27Table 2. Comparison of Royseux to other late Viséan fossiliferous sites based on rugose corals diversity and statistics.
28The rarefaction curve (Fig. 8C) computed for corals is asymptotic showing that the sampling is representative of the diversity because a larger sample would not significantly increase the diversity. The same curve computed for brachiopods indicates that the sampling is not comprehensive and that higher diversity is expected in a larger sample. Moreover, the stratigraphic distribution differs for corals and brachiopods. Obviously, the corals are more abundant in the biostromes, but both groups are most diverse within the conglomeratic level, suggesting mixing (see next section).
29Figure 8. Diversity statistics. A: Proportions of rugose coral genera within the Royseux assemblage (based on 290 specimens in thin section) showing the co-dominance of colonial forms and solitary corals with an axial structure and the minor occurrence of undissepimented solitary corals. B: Proportions of brachiopod groups in the site, showing the dominance of the productidines, notably the gigantoproductines and associated forms. C: Rarefaction curves with 95% confidence-interval (grey areas) computed for corals and brachiopods showing that the sampling is far from complete for brachiopods but relatively comprehensive for corals. D: Frequency diagram of coral morpho-groups plotted against their diameter. Abbreviations: A.: Arachnolasma, B.: Bothrophyllum, C.: Caninophyllum, G.: Gangamophyllum.
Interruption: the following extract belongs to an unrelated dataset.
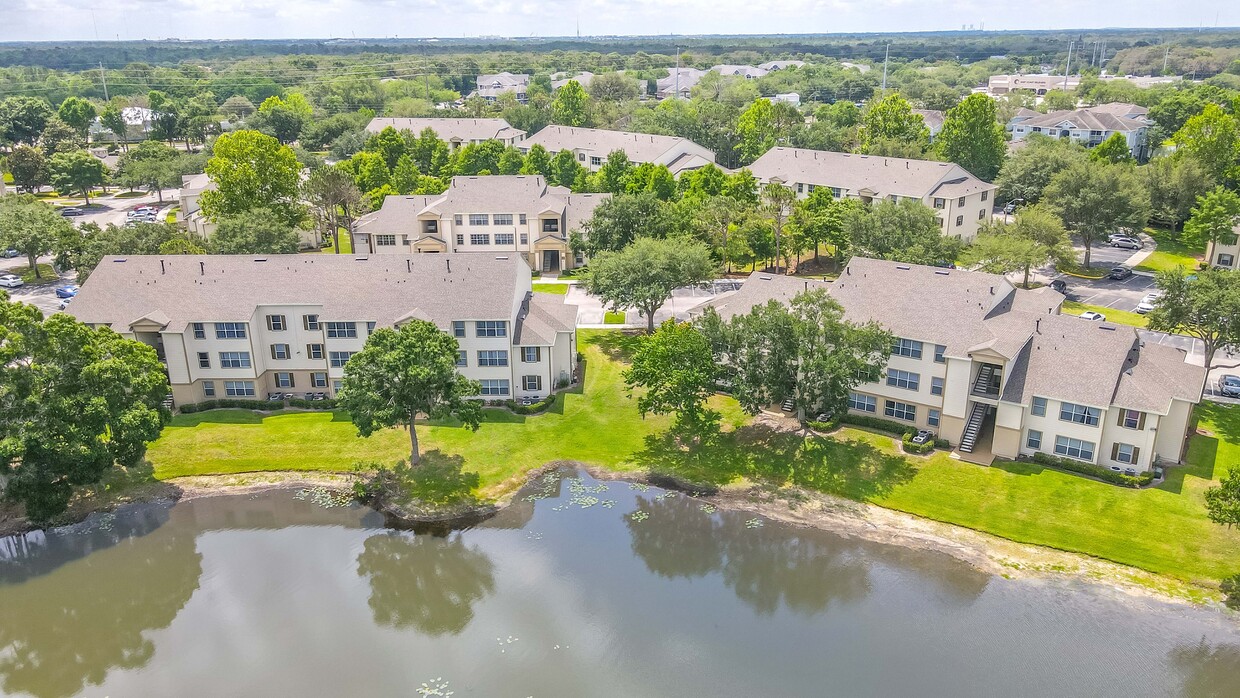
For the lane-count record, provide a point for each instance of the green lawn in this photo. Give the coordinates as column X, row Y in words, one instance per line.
column 1171, row 253
column 1112, row 315
column 1162, row 530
30Coral occurrences in the six lithological units are summarized in Table 1. Figure 8 indicates the proportion of each genus in the sample and shows that colonial rugose corals and dissepimented solitary corals with axial structure account for c. 40% each, whereas non-columellate dissepimented solitary corals constitute less than 15%. The remaining 5% corresponds to Enniskillenia enniskilleni, the only undissepimented corals known in the Royseux section. The coral disparity is therefore rather low with few morpho-groups sizes which individually show little range of size (massive colonies with/without columella, fasciculate colonies with/without columella, dissepimented solitaries with/without axial structure, undissepimented solitaries).
31The high abundance of colonial and columellate solitary corals possibly reflects facies dominance as discussed below.
5. Comparison
5.1. Rugose coral fauna
32The Royseux coral assemblage has high biodiversity, one of the highest in the Viséan (see below). But potentially how high could the diversity be? The statistical data discussed in the previous section provide some insight. However, a comparison with other Late Viséan localities exhibiting ‘high diversity’ gives a different perspective.
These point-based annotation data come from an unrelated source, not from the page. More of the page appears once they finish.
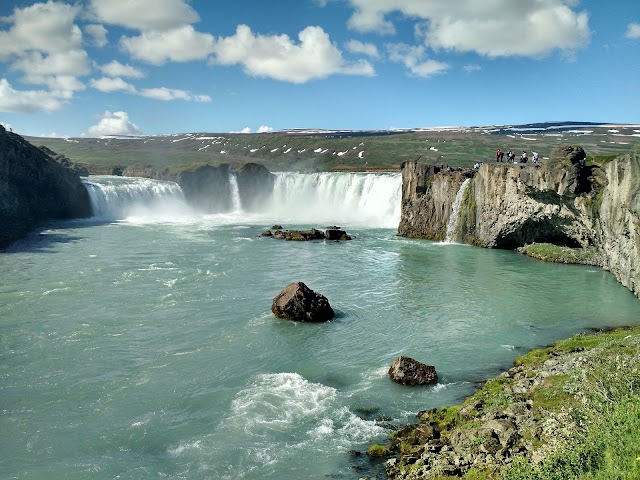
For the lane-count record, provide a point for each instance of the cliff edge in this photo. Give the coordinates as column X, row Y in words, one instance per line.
column 34, row 188
column 561, row 201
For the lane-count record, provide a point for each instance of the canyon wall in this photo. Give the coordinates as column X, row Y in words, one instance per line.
column 34, row 188
column 560, row 201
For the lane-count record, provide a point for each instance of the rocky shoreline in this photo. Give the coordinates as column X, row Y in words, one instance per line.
column 525, row 416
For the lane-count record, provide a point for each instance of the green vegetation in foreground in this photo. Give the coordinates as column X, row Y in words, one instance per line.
column 325, row 151
column 557, row 254
column 591, row 413
column 604, row 440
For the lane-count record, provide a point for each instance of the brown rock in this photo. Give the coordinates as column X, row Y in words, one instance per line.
column 408, row 371
column 298, row 302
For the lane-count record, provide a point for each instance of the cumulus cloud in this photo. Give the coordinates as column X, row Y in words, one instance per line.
column 27, row 101
column 633, row 30
column 144, row 14
column 356, row 46
column 114, row 123
column 167, row 94
column 280, row 58
column 97, row 34
column 181, row 44
column 108, row 85
column 117, row 69
column 414, row 59
column 45, row 45
column 494, row 29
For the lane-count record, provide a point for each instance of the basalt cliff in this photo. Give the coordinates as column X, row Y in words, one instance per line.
column 35, row 186
column 561, row 201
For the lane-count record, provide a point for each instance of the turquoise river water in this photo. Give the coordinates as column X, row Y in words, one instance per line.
column 140, row 344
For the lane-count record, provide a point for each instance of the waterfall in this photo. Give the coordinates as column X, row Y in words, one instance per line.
column 117, row 198
column 344, row 199
column 297, row 199
column 235, row 192
column 452, row 225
33The Visé locality, time-equivalent of the sections at Royseux, is situated within the same biogeographic area as during the late Viséan and has reef facies with a very diverse fauna of brachiopods and molluscs (e.g. gastropods, bivalves, Demanet, 1958 and references within), but interestingly, the rugose and tabulate corals are not particularly diverse (36 species distributed among 23 genera after Poty, 1981). Nevertheless, the amount of described material is not very great, the locality is no longer accessible for additional sampling and is, in general, poorly known (Poty, 1981).
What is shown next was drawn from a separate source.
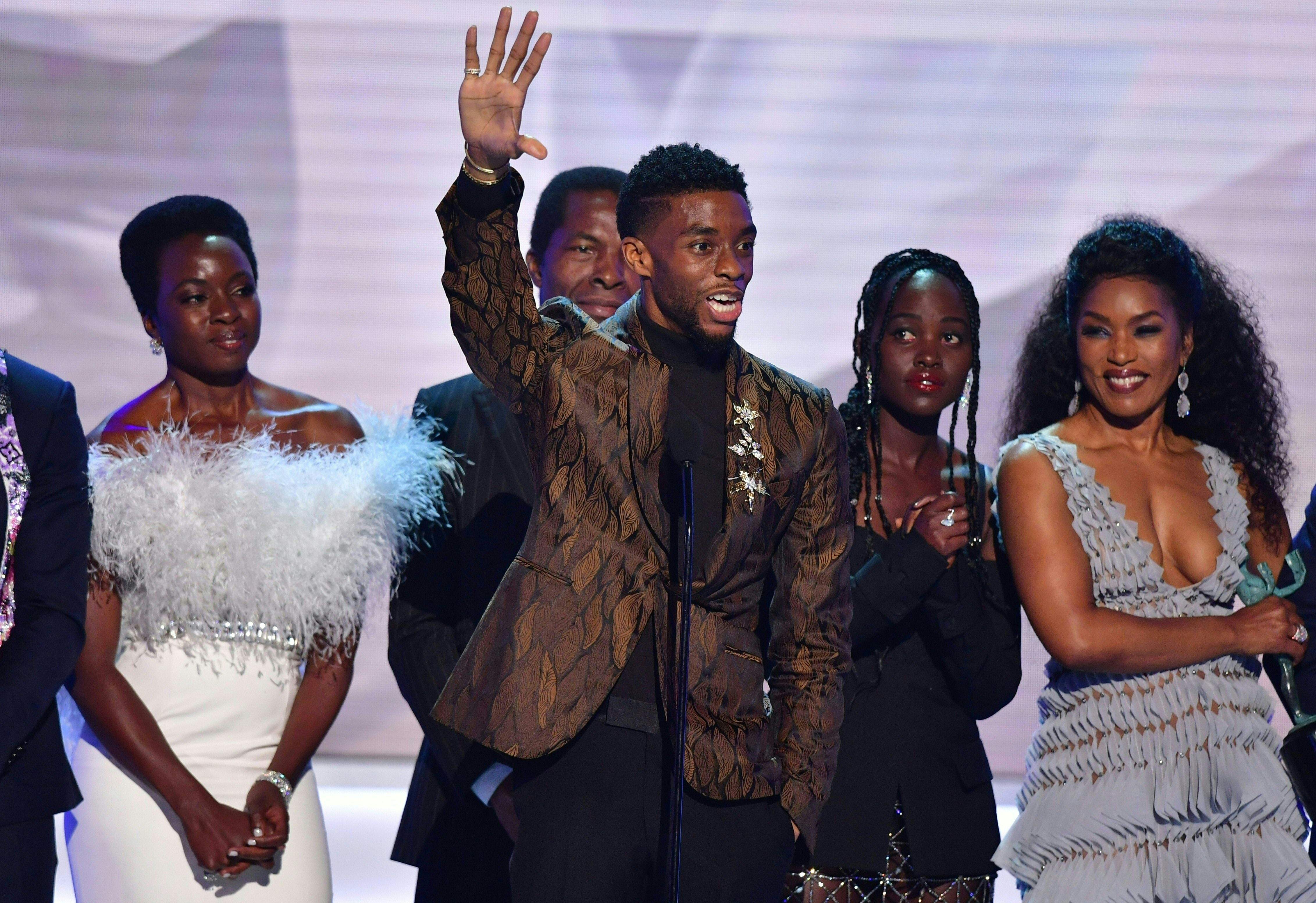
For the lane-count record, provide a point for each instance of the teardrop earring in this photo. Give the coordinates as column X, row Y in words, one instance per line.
column 1184, row 407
34The c. 30m-thick section at Little Asby Scar (Asbian) in Northern England yields 14 coral species distributed among nine genera and time-equivalent Siphonodendron biostromes cropping out in various localities in Ireland have much lower diversity with only 14 species distributed among 11 genera, mostly dominated by colonial forms (Aretz et al., 2010).
35The coral fauna of the late Viséan of Southern Spain (Guadatio area) was recently summarized by Rodríguez et al. (2016). These authors indicate 62 coral species distributed among 34 genera for the entire area (19 sections) and for the entire late Viséan. The richest section (El Collado) yielded 26 species distributed among 16 genera but corresponds to a time of accumulation of c. 5 Myr.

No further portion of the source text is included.